Results of this residential real estate investment trust (REIT) were supported by favorable market conditions. Fundamentals of the Northern California and Seattle regions are backed by the technology sector and job growth continues to outpace national average. With improved market conditions, favorable cost of capital as well as tax assessments, the company has also considerably raised its outlook for the ongoing year.
Total revenues of $361.6 million were up 3.7% year over year in the reported quarter. The figure, in addition, outpaced the Zacks Consensus Estimate of $358.1 million.
Quarter in Detail
During the second quarter, Essex Property’s same-property gross revenues grew 3.5% from the prior-year quarter, while same-property NOI improved 4.1% year over year. However, financial occupancies of 96.6% shrunk 30 basis points (bps) sequentially and 10 bps year over year.

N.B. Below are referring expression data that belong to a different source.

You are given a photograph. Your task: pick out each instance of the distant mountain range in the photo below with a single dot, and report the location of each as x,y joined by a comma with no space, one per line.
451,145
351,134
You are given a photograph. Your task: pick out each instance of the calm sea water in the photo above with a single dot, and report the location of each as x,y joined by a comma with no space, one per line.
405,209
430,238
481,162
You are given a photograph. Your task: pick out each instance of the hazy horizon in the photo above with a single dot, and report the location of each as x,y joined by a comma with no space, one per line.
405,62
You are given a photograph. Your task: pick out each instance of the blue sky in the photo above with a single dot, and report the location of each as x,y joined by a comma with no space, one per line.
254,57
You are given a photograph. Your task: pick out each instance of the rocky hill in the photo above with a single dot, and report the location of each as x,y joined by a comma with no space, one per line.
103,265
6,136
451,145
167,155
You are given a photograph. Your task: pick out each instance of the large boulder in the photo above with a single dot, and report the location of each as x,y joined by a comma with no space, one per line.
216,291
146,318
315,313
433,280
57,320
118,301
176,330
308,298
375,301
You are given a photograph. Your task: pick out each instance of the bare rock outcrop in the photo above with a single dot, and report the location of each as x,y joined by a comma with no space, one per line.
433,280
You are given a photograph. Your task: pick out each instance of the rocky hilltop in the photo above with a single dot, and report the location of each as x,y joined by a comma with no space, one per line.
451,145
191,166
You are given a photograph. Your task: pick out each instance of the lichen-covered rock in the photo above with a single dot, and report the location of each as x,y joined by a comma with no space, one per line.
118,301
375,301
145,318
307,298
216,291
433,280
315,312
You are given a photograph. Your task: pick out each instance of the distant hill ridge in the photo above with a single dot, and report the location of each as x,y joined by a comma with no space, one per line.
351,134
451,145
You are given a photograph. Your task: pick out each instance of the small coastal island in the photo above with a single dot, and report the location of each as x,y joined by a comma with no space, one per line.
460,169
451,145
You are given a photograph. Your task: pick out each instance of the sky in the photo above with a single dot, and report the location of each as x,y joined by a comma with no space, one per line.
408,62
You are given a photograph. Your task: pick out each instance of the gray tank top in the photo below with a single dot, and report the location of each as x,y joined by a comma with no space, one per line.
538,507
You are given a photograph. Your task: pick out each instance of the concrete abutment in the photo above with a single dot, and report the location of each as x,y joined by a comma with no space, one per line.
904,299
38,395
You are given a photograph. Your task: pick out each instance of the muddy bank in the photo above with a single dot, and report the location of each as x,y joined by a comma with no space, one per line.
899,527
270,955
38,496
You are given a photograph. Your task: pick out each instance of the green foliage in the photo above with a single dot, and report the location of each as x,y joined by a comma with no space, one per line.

Essex Property exited second-quarter with cash and cash equivalents, including restricted cash, of nearly $55 million, down from the $151.4 million recorded at the end of 2018. As of Jul 22, the company had around $1 billion in undrawn capacity on its unsecured credit facilities.
These apart, the company did not issue any shares of common stock under the equity distribution program in the second quarter.

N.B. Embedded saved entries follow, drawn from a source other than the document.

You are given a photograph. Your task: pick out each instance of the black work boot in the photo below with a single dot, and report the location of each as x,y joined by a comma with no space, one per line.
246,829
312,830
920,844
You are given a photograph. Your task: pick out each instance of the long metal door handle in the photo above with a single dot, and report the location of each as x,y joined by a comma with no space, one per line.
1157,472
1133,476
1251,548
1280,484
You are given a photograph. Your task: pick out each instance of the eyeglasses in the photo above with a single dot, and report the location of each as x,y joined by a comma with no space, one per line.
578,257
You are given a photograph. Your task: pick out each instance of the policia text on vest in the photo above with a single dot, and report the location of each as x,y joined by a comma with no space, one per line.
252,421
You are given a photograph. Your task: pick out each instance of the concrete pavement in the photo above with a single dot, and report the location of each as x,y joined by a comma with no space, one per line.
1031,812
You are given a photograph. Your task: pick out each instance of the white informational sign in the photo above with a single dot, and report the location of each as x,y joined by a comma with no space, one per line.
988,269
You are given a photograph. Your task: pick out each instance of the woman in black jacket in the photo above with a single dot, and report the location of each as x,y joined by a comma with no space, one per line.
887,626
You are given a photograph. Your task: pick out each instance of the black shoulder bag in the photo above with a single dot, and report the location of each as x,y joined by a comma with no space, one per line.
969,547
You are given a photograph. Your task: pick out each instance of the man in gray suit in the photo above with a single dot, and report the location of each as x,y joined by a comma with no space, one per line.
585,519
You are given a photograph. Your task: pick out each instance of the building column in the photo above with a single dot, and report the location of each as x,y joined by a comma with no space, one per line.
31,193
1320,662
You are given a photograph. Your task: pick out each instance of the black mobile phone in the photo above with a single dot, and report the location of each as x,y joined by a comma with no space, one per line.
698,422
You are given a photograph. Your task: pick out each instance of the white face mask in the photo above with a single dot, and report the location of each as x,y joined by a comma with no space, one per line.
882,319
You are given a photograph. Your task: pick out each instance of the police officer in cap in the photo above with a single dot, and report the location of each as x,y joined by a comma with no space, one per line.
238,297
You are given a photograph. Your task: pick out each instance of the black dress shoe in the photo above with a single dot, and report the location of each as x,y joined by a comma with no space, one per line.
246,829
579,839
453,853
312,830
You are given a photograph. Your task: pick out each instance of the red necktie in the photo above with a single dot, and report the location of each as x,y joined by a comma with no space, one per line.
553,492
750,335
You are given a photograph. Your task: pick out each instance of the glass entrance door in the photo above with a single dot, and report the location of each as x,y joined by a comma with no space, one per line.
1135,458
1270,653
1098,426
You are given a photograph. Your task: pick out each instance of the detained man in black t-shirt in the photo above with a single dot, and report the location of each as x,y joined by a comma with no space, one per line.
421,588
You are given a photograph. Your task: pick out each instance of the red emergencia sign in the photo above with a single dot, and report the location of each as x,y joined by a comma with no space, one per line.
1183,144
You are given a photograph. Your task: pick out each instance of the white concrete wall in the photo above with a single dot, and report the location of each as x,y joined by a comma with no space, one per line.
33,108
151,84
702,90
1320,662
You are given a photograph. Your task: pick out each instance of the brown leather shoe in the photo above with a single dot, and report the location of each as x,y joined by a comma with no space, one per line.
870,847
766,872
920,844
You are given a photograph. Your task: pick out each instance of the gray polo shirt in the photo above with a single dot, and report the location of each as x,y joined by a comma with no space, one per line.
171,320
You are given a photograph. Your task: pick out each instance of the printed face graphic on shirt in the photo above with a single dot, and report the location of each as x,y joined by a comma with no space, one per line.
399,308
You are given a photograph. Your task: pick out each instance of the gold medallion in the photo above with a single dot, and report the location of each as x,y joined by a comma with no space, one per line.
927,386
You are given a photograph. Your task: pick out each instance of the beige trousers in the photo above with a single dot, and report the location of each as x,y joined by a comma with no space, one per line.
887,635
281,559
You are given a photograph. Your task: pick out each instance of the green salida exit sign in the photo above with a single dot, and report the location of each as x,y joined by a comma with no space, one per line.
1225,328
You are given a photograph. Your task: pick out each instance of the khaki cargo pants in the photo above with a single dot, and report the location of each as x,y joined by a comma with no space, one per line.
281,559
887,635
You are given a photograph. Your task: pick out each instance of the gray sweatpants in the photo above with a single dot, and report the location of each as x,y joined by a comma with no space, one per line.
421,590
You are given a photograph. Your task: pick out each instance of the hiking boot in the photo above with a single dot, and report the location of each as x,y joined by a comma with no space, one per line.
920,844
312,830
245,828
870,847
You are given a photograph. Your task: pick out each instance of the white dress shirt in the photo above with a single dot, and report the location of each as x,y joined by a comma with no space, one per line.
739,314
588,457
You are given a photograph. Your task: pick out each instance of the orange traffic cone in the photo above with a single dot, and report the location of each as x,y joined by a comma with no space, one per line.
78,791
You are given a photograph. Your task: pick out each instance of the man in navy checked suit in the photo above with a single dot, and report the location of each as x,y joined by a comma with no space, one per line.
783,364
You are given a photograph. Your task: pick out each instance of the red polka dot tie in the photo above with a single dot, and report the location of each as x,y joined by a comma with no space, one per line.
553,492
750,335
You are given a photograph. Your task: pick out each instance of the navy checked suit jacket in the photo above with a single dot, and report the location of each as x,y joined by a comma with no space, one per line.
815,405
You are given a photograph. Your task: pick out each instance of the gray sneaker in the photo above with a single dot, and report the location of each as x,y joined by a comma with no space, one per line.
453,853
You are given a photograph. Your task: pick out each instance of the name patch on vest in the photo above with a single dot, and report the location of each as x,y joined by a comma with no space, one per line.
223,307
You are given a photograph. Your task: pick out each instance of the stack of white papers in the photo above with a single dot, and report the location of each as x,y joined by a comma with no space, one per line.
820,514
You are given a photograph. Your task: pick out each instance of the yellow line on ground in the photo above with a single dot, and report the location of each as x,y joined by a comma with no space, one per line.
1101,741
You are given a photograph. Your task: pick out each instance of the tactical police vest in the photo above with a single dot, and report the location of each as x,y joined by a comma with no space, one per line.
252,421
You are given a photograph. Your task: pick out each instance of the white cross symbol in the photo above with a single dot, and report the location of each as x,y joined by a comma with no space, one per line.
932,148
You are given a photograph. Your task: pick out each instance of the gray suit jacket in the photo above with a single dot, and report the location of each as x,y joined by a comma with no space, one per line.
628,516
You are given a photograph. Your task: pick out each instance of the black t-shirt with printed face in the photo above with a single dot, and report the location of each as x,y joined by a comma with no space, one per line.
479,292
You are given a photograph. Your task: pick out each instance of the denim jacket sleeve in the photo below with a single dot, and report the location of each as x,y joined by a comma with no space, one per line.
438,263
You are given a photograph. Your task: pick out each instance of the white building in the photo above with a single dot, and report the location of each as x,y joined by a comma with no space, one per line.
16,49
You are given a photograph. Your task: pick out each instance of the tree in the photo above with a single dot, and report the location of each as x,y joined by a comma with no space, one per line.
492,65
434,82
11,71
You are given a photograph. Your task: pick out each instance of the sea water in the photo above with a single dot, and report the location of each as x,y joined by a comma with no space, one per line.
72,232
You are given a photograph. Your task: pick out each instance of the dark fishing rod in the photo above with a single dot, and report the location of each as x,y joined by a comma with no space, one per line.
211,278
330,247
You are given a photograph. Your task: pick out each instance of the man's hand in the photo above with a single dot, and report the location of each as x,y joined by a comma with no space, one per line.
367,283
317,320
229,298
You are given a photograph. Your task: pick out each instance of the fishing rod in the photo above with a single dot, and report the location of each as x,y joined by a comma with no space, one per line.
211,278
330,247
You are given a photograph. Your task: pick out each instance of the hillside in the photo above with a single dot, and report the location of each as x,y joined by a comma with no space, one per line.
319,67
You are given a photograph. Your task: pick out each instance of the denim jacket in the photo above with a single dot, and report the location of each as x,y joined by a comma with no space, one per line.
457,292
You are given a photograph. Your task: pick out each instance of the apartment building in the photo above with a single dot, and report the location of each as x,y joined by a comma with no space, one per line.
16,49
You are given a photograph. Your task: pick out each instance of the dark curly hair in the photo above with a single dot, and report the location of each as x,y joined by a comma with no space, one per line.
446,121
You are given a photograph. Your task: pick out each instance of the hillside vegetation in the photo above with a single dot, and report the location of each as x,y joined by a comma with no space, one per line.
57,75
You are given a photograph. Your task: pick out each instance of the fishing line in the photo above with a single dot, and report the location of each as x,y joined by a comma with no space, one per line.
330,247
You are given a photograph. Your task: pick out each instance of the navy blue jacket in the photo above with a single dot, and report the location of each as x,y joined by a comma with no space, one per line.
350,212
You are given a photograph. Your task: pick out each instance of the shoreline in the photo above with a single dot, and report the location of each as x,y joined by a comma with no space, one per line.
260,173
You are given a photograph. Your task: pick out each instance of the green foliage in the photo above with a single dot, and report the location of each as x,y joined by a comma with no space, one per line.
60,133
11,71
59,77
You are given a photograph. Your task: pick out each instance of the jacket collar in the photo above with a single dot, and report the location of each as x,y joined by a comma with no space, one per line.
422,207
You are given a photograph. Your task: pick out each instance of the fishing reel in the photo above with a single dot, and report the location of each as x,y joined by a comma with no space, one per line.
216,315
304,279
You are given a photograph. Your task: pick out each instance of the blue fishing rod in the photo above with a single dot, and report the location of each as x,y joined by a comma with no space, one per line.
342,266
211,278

Notably, this June, Essex Property acquired a 300 unit apartment home community in Walnut Creek, CA, for $164.9 million in a DownREIT structure. Moreover, simultaneously with the acquisition closing, the company assumed a $98.7-million mortgage loan, having an effective interest rate of 3.2% and a maturity date in 2025.
For 2019, the company raised its core FFO per share projections by 20 cents at the mid-point to $13.19-$13.37. This is above the Zacks Consensus Estimate of $13.13.

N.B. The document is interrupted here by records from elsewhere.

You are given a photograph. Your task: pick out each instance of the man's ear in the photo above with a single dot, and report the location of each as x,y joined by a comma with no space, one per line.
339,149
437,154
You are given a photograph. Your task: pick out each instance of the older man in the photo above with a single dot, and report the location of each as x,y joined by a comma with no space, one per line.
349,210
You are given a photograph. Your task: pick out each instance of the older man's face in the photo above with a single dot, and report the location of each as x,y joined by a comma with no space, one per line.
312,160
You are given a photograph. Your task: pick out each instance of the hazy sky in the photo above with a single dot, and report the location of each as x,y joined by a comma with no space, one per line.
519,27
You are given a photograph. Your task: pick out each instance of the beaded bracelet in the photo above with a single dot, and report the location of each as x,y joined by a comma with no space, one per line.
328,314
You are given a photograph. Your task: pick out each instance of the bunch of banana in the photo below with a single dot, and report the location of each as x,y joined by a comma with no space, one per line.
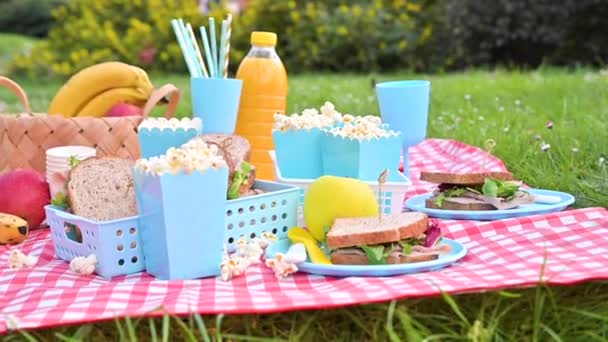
13,229
96,89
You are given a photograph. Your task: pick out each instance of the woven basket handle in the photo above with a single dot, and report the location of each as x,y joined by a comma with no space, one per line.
158,95
17,90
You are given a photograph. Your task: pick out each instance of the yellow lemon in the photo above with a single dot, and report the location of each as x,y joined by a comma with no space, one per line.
330,197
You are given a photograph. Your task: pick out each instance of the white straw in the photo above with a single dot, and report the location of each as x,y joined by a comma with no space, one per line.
180,40
227,49
198,51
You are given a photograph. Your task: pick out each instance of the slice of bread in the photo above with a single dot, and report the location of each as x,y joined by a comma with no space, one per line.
345,258
102,189
460,203
463,178
350,232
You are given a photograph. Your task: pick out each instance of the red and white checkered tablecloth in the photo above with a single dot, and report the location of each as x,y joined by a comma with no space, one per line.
572,246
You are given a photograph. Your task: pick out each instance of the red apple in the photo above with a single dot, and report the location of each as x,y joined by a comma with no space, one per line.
124,109
24,193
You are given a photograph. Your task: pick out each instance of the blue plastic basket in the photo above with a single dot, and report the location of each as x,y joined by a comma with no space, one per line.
274,211
116,244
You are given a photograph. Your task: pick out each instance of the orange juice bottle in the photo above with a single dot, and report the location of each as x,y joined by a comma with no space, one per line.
264,94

The company also raised the mid-point of its full-year guidance for same-property gross revenues and NOI by 0.25% and 0.65%, respectively. Same-property expense guidance for the year has been reduced by 0.8% at the mid-point, mainly due to favorable tax assessments in Washington. Particularly, the company expects same-property gross revenue growth of 3-3.5%, NOI increase of 3.2-4.1% and operating expenses growth of 2-2.4%.
For third-quarter 2019, the company projects core FFO per share at $3.26-$3.36. The Zacks Consensus Estimate for the same is currently pinned at $3.30.
We are encouraged with Essex Property’s impressive performance in the second quarter. The company is benefiting from increase in personal income in its regions that is surpassing rents and improving rental affordability. With a solid balance sheet, Essex Property is likely to leverage on favorable demographic trends, household formation, stable economy and job-market growth in its markets.
Its substantial exposure to the West Coast market, which is home to several innovation and technology companies, offers ample scope to boost the top line over the long haul. The region is witnessing solid job growth, higher wages, increased percentage of renters than owners, and favorable migration trends.
Nevertheless, apartment deliveries are expected to remain elevated in a number of its markets in the near future. Aggressive rental concessions and moderate pricing power amid high supply are concerns.
Essex Property currently carries a Zacks Rank #2 (Buy). You can see the complete list of today’s Zacks #1 Rank (Strong Buy) stocks here.
We now look forward to the earnings releases of other residential REITs like UDR Inc. (UDR - Free Report) , Mid-America Apartment Communities, Inc. (MAA - Free Report) and AvalonBay Communities, Inc. (AVB - Free Report) . While UDR is slated to report second-quarter earnings on Jul 30, Mid-America and AvalonBay are scheduled to release the same on Jul 31.
Note: Anything related to earnings presented in this write-up represents funds from operations (FFO) — a widely used metric to gauge the performance of REITs.